Feis 2005 entstandene Videoarbeit Father ist ein ausgesprochen biographisches Beispiel für diese Vorgehensweise. Im Dezember 2004 wurde Feis Vater Cao Fhong’en, der nach ihren eigenen Worten ein „alter offizieller Bildhauer ist, der über viele Jahre im Stil des sozialistischen Realismus arbeitete“, damit beauftragt, eine sechs Meter hohe Bronze des verstorben Deng Xiaoping anzufertigen, der als Reformer und führender Politiker der kommunistischen Partei China den Weg zur globalen Marktwirtschaft ebnete. „Es ist in China traditionelle Einstellung“, erläuterte Fei, „dass der Sohn das Geschäft des Vaters übernimmt… Wie dem auch sei, für mich kam diese Idee nie in Frage.“

Als kathartisches Zeugnis der Abkehr ihrer Generation von traditionellen Medien und der staatstragenden Kunst der Vorväter dokumentiert Feis Video die Arbeit ihres Vaters an der Bronzeskulptur. Eine Szene zeigt einen Staatsvertreter, der Fhong’en erklärt: „Deine Arbeit gehört nicht nur dir, sondern der Welt.“ Feis Vater bricht in Lachen aus. Man fragt sich, ob dies nun ein unbeholfener Ausdruck von Dankbarkeit ist, oder eher das hysterische Eingeständnis, dass der Staatsvertreter unrecht hat – vielleicht würde er weniger falsch liegen, wenn er dieselben Worte an Fei richten würde, die hinter der Kamera steht.

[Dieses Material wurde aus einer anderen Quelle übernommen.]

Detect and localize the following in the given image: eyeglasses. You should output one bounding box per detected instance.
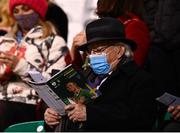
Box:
[88,45,110,54]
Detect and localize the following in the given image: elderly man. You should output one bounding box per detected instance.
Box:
[44,18,159,131]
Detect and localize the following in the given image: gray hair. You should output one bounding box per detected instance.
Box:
[115,42,134,64]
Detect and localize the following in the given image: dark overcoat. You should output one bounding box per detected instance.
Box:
[84,61,159,131]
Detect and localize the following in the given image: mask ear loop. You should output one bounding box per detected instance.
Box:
[82,56,89,70]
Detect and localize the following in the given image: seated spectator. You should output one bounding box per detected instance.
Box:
[71,0,150,67]
[144,0,180,131]
[0,0,71,131]
[160,105,180,131]
[44,17,159,131]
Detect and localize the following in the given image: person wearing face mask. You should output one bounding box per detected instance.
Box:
[0,0,71,131]
[44,17,160,131]
[70,0,150,69]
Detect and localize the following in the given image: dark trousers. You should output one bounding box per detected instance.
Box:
[162,120,180,131]
[0,100,36,131]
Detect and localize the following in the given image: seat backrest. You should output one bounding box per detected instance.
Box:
[4,120,45,132]
[152,112,172,131]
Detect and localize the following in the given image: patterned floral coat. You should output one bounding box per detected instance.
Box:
[0,26,71,104]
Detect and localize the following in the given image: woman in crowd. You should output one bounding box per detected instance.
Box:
[0,0,71,131]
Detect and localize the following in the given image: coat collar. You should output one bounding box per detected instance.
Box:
[98,60,139,93]
[103,60,139,84]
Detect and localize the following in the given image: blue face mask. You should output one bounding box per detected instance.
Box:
[89,54,111,75]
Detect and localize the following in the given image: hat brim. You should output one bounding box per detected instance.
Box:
[78,37,137,51]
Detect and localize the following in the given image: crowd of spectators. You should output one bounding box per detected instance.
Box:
[1,0,180,132]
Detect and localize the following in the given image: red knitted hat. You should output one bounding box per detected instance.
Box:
[9,0,48,20]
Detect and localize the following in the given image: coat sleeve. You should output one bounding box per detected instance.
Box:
[43,36,71,77]
[13,35,71,80]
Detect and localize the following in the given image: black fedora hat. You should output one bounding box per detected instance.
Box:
[78,17,137,51]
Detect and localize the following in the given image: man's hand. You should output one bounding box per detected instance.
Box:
[65,103,87,122]
[72,31,86,49]
[168,105,180,120]
[44,108,61,127]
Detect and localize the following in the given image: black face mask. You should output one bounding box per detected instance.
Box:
[14,12,39,31]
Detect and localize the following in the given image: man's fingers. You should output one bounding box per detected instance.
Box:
[168,106,175,113]
[44,113,61,120]
[174,112,180,120]
[44,108,61,120]
[44,108,61,126]
[172,106,180,118]
[67,109,76,118]
[44,116,60,126]
[46,108,59,116]
[65,104,75,111]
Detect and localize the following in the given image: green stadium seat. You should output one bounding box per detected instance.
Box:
[4,120,45,132]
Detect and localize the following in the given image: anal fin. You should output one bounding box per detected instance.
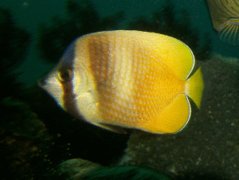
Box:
[142,94,191,134]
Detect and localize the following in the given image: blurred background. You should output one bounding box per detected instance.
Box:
[0,0,238,179]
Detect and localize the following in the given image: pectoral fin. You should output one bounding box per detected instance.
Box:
[91,121,127,134]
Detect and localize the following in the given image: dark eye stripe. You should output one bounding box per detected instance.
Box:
[59,40,79,117]
[61,78,79,117]
[58,69,73,82]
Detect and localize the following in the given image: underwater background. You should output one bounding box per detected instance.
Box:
[0,0,239,179]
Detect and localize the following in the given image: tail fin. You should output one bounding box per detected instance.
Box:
[185,67,204,108]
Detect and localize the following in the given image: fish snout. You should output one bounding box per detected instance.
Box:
[38,77,47,88]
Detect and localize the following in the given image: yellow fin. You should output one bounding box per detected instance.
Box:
[185,67,204,108]
[142,94,191,134]
[219,18,239,45]
[152,34,195,80]
[84,31,195,80]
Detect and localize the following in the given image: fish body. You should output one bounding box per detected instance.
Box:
[207,0,239,45]
[40,30,204,134]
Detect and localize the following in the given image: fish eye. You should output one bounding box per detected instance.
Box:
[57,68,73,83]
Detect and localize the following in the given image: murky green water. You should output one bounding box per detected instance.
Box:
[0,0,238,179]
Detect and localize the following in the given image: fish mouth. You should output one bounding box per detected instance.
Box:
[38,70,52,89]
[38,78,46,88]
[38,75,52,93]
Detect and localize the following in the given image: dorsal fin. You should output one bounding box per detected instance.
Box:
[114,31,195,80]
[147,33,195,80]
[83,30,195,79]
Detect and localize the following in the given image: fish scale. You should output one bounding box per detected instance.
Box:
[86,32,185,128]
[41,30,204,134]
[88,35,135,124]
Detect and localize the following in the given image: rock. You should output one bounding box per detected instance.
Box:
[0,97,49,139]
[0,98,53,179]
[120,55,239,180]
[55,158,171,180]
[55,158,100,179]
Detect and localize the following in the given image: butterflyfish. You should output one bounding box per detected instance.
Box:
[207,0,239,45]
[40,30,204,134]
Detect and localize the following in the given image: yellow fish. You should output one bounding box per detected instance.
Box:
[40,30,204,134]
[207,0,239,45]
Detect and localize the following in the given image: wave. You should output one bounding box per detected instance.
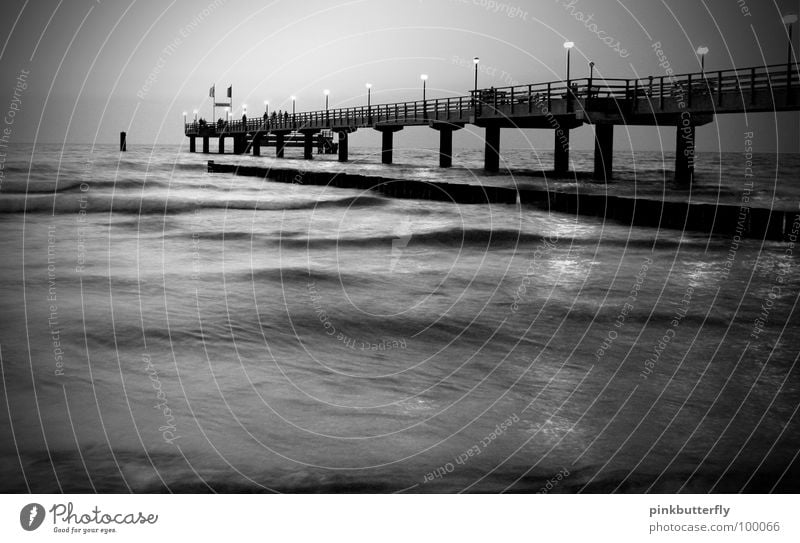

Fei erläuterte einst zu ihrer Arbeit, dass sie die eigene Geschichte der Geschichte ihrer Nation gegenüberstellt: „Die Suche nach Geschichte ist die Suche nach sich selbst und nach Antworten auf unzeitgemäße Fragen.“

Ein Großteil von Feis Arbeit wird als kennzeichnend für Chinas „neue mediale und mobile Generation“ betrachtet und verweist laut Kurator Hou Hanru aufgrund des Hangs zu digitaler Technologie auf den „neuen neuen Menschen“. Dennoch ist die Künstlerin auch in die Vergangenheit vertieft. So fragte sie einmal: „Wenn die Bitternisse des Lebens in der Erinnerung verblassen können, wie schwierig wäre es für Glück und Freude das Gleiche zu tun?“

Es scheint, als ob Fei nur durch solche Projekte wie Father, die versuchen die Geschichte zu verstehen, die gegenwärtigen Verhältnisse so kritisch in Augenschein nehmen kann. Wie es der Kurator und unermüdliche Interviewer Hans Ulrich Obrist hervorgehoben hat, gehört Fei, wie auch Yang Fudong oder Kan Xuan, zu einer Generation, „die zwar von der Bandbreite der Medien beeinflusst ist, die chinesische Künstler im Exil wie etwa Huang Yong Ping und Chen Zhen in Paris oder Cai Guo-Qiang in New York nutzen, sich selbst aber entschlossen hat, in der Heimat zu bleiben…“. Insofern ist Feis Sicht auf China und seine wachsenden Probleme durch keine Außenperspektive gefiltert und hält so landestypische Eigenheiten ganz unmittelbar fest. Ihr 2004 entstandenes Video COSplayers stellt junge Chinesen vor, die fanatische Fans ausländischer Videospiele sind. Sie verkleiden sich als ihre Lieblingsfiguren und stellen die Fantasiehandlungen der Spiele in ganz profanen städtischen Umgebungen nach. In zahlreichen Begegnungen bilden der Film und die dazugehörige Fotoserie die kostümierten Jugendlichen und ihre beiden Welten ab – die unheimliche Fantasiewelt ebenso wie ihr in Wirklichkeit einsames Dasein zuhause. Er zeichnet dabei ein außergewöhnliches und zugleich völlig nachvollziehbares Bild der schizophrenen Existenz zwischen Entertainment und Realität, fiktivem Heldentum und Entfremdung.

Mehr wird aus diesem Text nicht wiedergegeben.